The evaluation process involved testing the attack on several prominent open-source LLMs, including Llama-2-7B, Llama-3-8B, GPT-J-6B, and Meditron-7B. These models represent a range of sizes, training data, and specialization, providing a diverse testing ground for the attack method. The evaluation metrics encompass both probability-based and generation-based assessments. Probability tests focus on the likelihood of the model generating the adversarial statement, while generation tests evaluate the overall coherence and alignment of the generated text with the intended misinformation. Key metrics include Adversarial Success Rate (ASR), Paraphrase Success Rate (PSR), Locality, Portability, Cosine Mean Similarity (CMS), and perplexity. These metrics provide a multi-faceted view of the attack’s impact on the model’s behavior and output.

To further enhance the evaluation, the research adapted the USMLE (United States Medical Licensing Examination) dataset. This adaptation involved filtering out computation-related questions and creating adversarial statements corresponding to the biomedical facts within each question. This real-world dataset served as a robust benchmark to evaluate the performance of both the original and attacked LLM models on medically relevant questions. The diversity of both the GPT-4o generated dataset and the adapted USMLE dataset was also analyzed and visualized to ensure a broad range of biomedical concepts were covered.

The findings of this research demonstrate the vulnerability of LLMs to targeted misinformation attacks. The attack method successfully injected adversarial information into the models, leading to a significant increase in the probability of generating incorrect or misleading statements. This manipulation, while subtle, can have profound implications for the reliability of LLMs in sensitive domains like healthcare. The evaluation metrics consistently showed a higher propensity for the attacked models to generate outputs aligned with the injected misinformation.
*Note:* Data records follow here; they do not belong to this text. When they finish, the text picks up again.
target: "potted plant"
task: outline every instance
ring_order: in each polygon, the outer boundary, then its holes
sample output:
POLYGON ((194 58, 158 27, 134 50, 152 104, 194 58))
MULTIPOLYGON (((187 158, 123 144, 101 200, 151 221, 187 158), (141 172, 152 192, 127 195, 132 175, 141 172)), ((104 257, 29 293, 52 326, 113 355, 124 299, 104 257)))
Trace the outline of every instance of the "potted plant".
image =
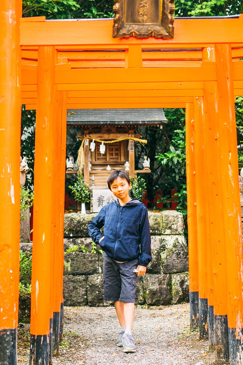
POLYGON ((85 203, 90 201, 90 192, 89 186, 85 182, 83 176, 81 174, 77 174, 78 181, 74 185, 69 185, 73 194, 75 200, 81 203, 81 214, 85 214, 85 203))
POLYGON ((30 208, 33 204, 34 193, 24 187, 21 187, 20 192, 20 242, 30 242, 30 208))

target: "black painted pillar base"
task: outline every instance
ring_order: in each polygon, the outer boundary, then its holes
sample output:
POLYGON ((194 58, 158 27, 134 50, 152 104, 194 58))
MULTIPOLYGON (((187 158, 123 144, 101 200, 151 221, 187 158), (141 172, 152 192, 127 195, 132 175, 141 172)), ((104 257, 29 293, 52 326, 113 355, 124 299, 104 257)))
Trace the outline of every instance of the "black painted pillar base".
POLYGON ((215 315, 215 348, 217 360, 225 361, 230 360, 229 335, 227 316, 215 315))
POLYGON ((59 342, 62 342, 63 335, 63 320, 64 306, 63 303, 61 303, 61 310, 60 312, 60 332, 59 333, 59 342))
POLYGON ((190 323, 191 330, 199 327, 198 317, 198 292, 190 292, 190 323))
POLYGON ((53 318, 50 318, 50 334, 49 337, 49 346, 50 352, 49 354, 49 363, 52 363, 52 350, 53 349, 53 318))
POLYGON ((48 365, 49 335, 30 335, 30 364, 31 365, 48 365))
POLYGON ((60 312, 53 312, 53 348, 52 353, 54 356, 58 355, 59 351, 60 316, 60 312))
POLYGON ((235 328, 229 328, 229 350, 230 364, 243 364, 243 329, 236 332, 235 328))
POLYGON ((208 338, 208 299, 199 298, 198 300, 199 339, 208 338))
POLYGON ((16 365, 17 328, 0 330, 0 365, 16 365))
POLYGON ((215 349, 215 324, 213 315, 213 306, 208 306, 208 342, 210 350, 215 349))

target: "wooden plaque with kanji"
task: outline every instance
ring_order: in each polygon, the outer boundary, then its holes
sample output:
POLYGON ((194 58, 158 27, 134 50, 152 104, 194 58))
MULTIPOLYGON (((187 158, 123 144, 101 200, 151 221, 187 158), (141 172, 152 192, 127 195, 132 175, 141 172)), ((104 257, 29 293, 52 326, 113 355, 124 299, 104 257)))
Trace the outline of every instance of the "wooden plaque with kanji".
POLYGON ((173 38, 175 0, 115 0, 113 37, 173 38))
This emphasizes the need for robust defense mechanisms against such attacks, especially as LLMs become increasingly integrated into critical applications.
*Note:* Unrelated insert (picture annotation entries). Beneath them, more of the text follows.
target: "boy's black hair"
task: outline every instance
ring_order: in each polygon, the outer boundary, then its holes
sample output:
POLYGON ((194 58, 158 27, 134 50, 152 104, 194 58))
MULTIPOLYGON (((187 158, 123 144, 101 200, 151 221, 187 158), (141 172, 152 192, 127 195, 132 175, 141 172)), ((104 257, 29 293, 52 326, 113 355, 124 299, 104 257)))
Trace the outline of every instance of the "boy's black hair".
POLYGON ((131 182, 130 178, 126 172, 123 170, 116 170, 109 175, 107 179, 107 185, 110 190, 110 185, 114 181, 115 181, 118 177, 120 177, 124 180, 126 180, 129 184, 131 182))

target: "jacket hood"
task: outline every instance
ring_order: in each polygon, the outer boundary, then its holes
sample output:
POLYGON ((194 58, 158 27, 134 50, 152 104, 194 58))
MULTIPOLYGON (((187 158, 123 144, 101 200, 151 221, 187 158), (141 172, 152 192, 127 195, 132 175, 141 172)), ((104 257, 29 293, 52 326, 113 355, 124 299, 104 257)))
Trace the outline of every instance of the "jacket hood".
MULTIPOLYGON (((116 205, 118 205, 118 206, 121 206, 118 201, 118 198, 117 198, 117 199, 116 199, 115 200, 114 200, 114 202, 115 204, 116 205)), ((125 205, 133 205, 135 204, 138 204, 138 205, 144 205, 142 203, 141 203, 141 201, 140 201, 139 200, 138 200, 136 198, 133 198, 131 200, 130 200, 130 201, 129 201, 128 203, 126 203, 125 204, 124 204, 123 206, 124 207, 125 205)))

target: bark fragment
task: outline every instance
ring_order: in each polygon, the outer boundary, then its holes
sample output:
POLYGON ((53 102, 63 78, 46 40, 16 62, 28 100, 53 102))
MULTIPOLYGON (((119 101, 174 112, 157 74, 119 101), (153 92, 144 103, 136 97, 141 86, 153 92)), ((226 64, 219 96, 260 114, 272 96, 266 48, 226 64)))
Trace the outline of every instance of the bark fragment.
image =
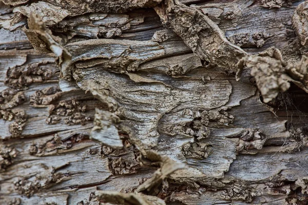
POLYGON ((238 62, 246 53, 229 42, 218 26, 197 8, 170 0, 156 9, 163 23, 170 24, 204 65, 216 65, 227 73, 238 71, 238 62))

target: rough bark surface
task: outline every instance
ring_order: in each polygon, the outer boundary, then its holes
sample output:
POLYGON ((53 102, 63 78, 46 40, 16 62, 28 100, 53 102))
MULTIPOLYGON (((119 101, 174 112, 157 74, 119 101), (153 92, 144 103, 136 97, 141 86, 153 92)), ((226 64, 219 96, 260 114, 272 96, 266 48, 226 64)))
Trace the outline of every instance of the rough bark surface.
POLYGON ((0 204, 306 204, 307 11, 0 0, 0 204))

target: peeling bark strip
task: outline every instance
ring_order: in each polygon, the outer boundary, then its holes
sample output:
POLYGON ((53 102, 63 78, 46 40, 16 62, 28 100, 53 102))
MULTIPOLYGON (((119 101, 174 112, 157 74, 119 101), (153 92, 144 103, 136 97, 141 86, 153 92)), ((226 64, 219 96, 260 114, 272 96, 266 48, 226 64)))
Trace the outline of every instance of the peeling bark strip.
POLYGON ((166 1, 156 8, 164 23, 174 31, 204 62, 224 69, 227 72, 238 71, 238 63, 247 54, 231 44, 223 32, 207 16, 197 8, 189 8, 177 0, 166 1))
POLYGON ((306 2, 0 2, 0 204, 306 204, 306 2))

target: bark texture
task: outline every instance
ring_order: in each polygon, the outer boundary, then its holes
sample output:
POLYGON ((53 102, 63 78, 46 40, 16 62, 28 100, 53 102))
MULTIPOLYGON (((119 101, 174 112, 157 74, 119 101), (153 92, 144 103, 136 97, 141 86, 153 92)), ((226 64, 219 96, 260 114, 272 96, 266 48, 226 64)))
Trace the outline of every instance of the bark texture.
POLYGON ((0 204, 307 204, 308 2, 1 0, 0 28, 0 204))

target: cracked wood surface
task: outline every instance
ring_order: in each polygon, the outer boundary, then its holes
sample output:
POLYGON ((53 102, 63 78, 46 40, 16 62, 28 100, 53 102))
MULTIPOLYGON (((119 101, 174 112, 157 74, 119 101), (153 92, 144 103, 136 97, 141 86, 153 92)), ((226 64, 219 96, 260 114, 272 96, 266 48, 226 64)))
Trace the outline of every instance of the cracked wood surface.
POLYGON ((305 204, 306 2, 0 2, 0 203, 305 204))

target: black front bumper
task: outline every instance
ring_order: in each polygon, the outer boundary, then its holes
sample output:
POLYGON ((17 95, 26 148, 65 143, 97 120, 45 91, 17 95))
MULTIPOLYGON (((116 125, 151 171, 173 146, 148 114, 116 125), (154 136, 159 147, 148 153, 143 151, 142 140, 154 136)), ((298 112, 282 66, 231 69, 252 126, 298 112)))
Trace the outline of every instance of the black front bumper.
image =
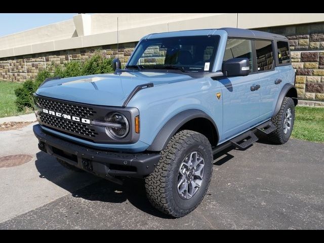
POLYGON ((87 148, 46 133, 39 125, 33 130, 42 151, 101 177, 142 177, 149 175, 160 159, 159 153, 124 153, 87 148))

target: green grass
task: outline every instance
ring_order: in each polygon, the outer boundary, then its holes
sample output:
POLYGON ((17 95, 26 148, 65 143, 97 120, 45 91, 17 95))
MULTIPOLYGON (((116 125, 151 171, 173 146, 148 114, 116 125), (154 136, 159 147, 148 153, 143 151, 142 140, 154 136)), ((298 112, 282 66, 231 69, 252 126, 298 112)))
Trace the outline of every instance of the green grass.
POLYGON ((292 136, 298 139, 324 143, 324 108, 296 107, 292 136))
POLYGON ((15 104, 15 89, 21 84, 0 81, 0 117, 30 113, 30 110, 18 112, 15 104))
MULTIPOLYGON (((27 109, 18 112, 15 104, 15 89, 21 84, 0 82, 0 117, 30 113, 27 109)), ((292 137, 299 139, 324 143, 324 108, 297 106, 292 137)))

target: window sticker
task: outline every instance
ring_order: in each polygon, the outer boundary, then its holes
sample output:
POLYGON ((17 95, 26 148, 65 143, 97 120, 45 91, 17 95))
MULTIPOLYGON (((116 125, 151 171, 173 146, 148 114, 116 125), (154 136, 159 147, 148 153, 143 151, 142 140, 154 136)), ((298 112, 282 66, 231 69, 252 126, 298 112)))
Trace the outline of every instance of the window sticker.
POLYGON ((210 65, 210 62, 205 63, 205 68, 204 68, 204 71, 209 71, 209 65, 210 65))

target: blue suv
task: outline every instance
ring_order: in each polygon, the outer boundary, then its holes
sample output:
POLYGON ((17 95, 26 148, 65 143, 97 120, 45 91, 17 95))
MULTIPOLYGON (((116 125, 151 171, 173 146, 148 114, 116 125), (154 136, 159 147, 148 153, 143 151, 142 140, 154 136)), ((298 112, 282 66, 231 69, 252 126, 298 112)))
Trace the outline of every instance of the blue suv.
POLYGON ((145 179, 175 217, 206 193, 213 155, 291 134, 297 94, 287 39, 235 28, 143 37, 125 69, 48 79, 34 94, 39 149, 64 166, 122 183, 145 179))

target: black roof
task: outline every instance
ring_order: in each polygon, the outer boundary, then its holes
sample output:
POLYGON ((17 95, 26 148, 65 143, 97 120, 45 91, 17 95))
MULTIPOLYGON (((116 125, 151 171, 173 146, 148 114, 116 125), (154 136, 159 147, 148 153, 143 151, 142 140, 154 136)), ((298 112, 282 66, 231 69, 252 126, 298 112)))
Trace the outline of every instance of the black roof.
POLYGON ((284 35, 268 33, 267 32, 251 30, 250 29, 238 29, 236 28, 221 28, 220 29, 227 32, 228 37, 237 37, 240 38, 256 38, 257 39, 286 39, 284 35))

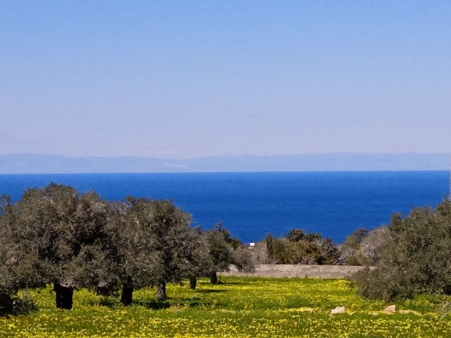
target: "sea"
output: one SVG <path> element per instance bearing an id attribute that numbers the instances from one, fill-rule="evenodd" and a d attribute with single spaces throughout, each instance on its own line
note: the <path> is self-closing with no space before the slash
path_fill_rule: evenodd
<path id="1" fill-rule="evenodd" d="M 221 222 L 244 243 L 295 228 L 341 243 L 359 227 L 387 225 L 394 213 L 435 207 L 450 192 L 447 171 L 394 171 L 0 175 L 0 194 L 15 201 L 51 182 L 110 201 L 170 199 L 193 226 Z"/>

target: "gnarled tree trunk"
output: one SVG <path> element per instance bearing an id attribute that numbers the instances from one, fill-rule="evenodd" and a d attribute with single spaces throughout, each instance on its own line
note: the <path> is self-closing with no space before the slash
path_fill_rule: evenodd
<path id="1" fill-rule="evenodd" d="M 218 275 L 216 271 L 210 272 L 210 283 L 218 284 Z"/>
<path id="2" fill-rule="evenodd" d="M 127 306 L 133 301 L 133 287 L 128 285 L 123 285 L 121 294 L 121 303 Z"/>
<path id="3" fill-rule="evenodd" d="M 155 295 L 157 299 L 166 299 L 166 282 L 164 280 L 159 282 L 156 287 L 156 294 Z"/>
<path id="4" fill-rule="evenodd" d="M 190 288 L 193 290 L 196 289 L 196 285 L 197 284 L 197 278 L 195 277 L 190 277 Z"/>
<path id="5" fill-rule="evenodd" d="M 54 290 L 55 291 L 55 301 L 58 308 L 70 310 L 73 304 L 73 287 L 66 287 L 58 282 L 54 283 Z"/>

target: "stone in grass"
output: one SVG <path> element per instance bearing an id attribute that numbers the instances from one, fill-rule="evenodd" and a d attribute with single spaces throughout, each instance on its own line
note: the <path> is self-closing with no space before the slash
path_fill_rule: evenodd
<path id="1" fill-rule="evenodd" d="M 332 309 L 330 311 L 331 315 L 336 315 L 337 313 L 345 313 L 346 312 L 346 308 L 345 306 L 337 306 L 335 308 Z"/>
<path id="2" fill-rule="evenodd" d="M 383 312 L 386 313 L 393 313 L 394 312 L 396 312 L 396 306 L 390 305 L 384 309 Z"/>

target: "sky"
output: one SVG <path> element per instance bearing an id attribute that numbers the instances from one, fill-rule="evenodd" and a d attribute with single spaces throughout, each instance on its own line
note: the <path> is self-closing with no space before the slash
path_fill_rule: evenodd
<path id="1" fill-rule="evenodd" d="M 0 155 L 450 152 L 449 0 L 0 0 Z"/>

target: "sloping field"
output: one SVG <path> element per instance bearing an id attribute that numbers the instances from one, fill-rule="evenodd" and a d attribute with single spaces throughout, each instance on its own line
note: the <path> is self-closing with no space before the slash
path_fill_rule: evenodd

The research contributes to a growing body of work highlighting the susceptibility of LLMs to various forms of manipulation. While these models exhibit impressive language capabilities, their vulnerability to misinformation injection underscores the importance of ongoing research into enhancing their robustness and trustworthiness. This work emphasizes the need for continued vigilance in developing and deploying LLMs, ensuring they are resilient to manipulation and capable of providing accurate and reliable information. The potential consequences of misinformation generated by compromised LLMs necessitate a proactive approach to security and mitigation strategies.